Cabinet ministers Shane Jones and Damien O'Connor today announced the opening of two grants, funded through the Provincial Growth Fund and allocated by the Ministry for Primary Industries' forest unit. 

The first scheme will offer direct grants to landowners to help cover the cost of planting and establishing trees and indigenous regeneration, with $118 million available over three years. Indigenous trees will get preferential treatment, with the scheme supporting the planting of 60 million trees in that time, of which two-thirds are hoped to be native. 

A second scheme will offer $120 million to co-fund projects that reduce barriers to planting. The idea is that the applicants for commercial projects will fund at least half, but applications with strong social and environmental benefits may be able to negotiate better terms. The scheme expects to support workforce development, improving information for landowners, environmental restoration, science and research, and seedling and nursery production. 

"Officials will monitor the roll-out of the new grant scheme to ensure our focus remains on putting the right tree in the right place for the right purpose," Jones said in a statement. 

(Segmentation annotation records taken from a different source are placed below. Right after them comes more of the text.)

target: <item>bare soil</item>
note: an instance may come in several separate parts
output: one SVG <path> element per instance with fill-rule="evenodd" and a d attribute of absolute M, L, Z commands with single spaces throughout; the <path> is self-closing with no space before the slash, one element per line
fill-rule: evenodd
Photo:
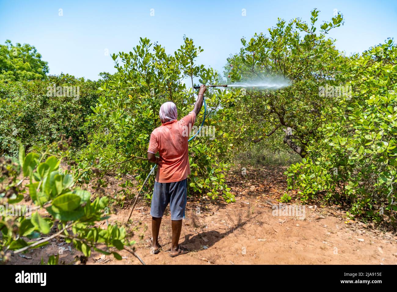
<path fill-rule="evenodd" d="M 397 264 L 395 232 L 347 220 L 340 206 L 301 205 L 301 211 L 304 207 L 303 216 L 278 216 L 278 200 L 286 186 L 285 168 L 247 168 L 246 175 L 237 170 L 227 177 L 236 203 L 227 204 L 222 198 L 214 201 L 202 195 L 188 198 L 180 240 L 192 251 L 187 254 L 169 256 L 172 232 L 168 208 L 160 231 L 162 250 L 152 253 L 150 206 L 141 200 L 131 217 L 136 224 L 142 223 L 134 237 L 136 254 L 147 264 Z M 121 182 L 110 185 L 108 191 L 114 191 Z M 125 222 L 130 205 L 112 215 L 109 223 Z M 101 225 L 106 227 L 104 222 Z M 10 263 L 38 264 L 42 257 L 46 261 L 61 250 L 60 263 L 85 263 L 84 259 L 82 263 L 79 260 L 81 253 L 62 239 L 13 256 Z M 128 251 L 118 252 L 121 260 L 93 252 L 86 263 L 141 264 Z"/>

The new grants account for more than half the $480 million available to support the one billion trees programme, which is a key element of the government's efforts to tilt the economy towards action on climate change, land erosion, water quality and regional unemployment. 

Separately, state-owned commercial farmer Landcorp Farming, which trades as Pāmu, this week put out a tender document seeking an afforestation partner.

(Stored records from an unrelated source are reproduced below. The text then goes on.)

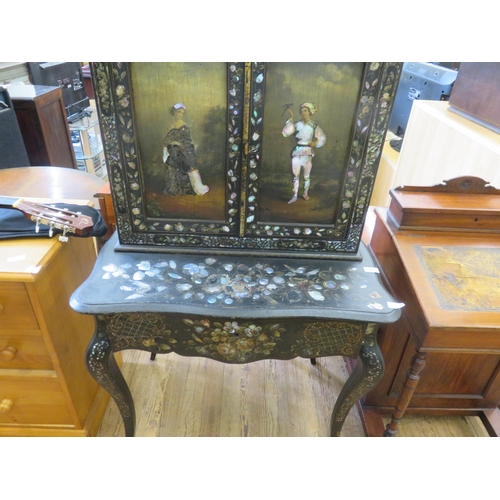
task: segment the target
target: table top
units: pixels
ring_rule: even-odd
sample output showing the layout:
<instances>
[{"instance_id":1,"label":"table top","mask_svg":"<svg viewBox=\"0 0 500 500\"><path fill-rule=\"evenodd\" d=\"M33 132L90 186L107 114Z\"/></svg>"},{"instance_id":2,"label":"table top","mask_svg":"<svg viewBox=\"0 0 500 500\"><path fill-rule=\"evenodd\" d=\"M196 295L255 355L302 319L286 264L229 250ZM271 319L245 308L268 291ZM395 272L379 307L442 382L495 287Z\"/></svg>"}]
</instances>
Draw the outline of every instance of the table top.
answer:
<instances>
[{"instance_id":1,"label":"table top","mask_svg":"<svg viewBox=\"0 0 500 500\"><path fill-rule=\"evenodd\" d=\"M92 200L106 183L88 172L65 167L0 169L0 195L29 198Z\"/></svg>"},{"instance_id":2,"label":"table top","mask_svg":"<svg viewBox=\"0 0 500 500\"><path fill-rule=\"evenodd\" d=\"M0 170L0 194L40 202L93 203L105 182L87 172L64 167L21 167ZM16 238L0 242L2 281L34 281L40 266L59 248L58 236Z\"/></svg>"},{"instance_id":3,"label":"table top","mask_svg":"<svg viewBox=\"0 0 500 500\"><path fill-rule=\"evenodd\" d=\"M369 252L361 261L115 251L115 233L75 291L78 312L319 317L391 323L400 316Z\"/></svg>"},{"instance_id":4,"label":"table top","mask_svg":"<svg viewBox=\"0 0 500 500\"><path fill-rule=\"evenodd\" d=\"M376 214L396 244L428 328L498 331L498 233L398 230L388 221L387 209Z\"/></svg>"}]
</instances>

The document said the SOE's current expansion and diversification plans are using a significant amount of its time and capital. It's interested in finding a partner to help fund and manage part of its future afforestation programme. The farmer wants to capture the afforestation potential for land well-suited to forestry, including carbon farming and traditional rotation forestry. 

"Pāmu anticipates the arrangement to involve it contributing land suitable for afforestation and the partner group funding the forest establishment and ongoing management of the forests," the document said.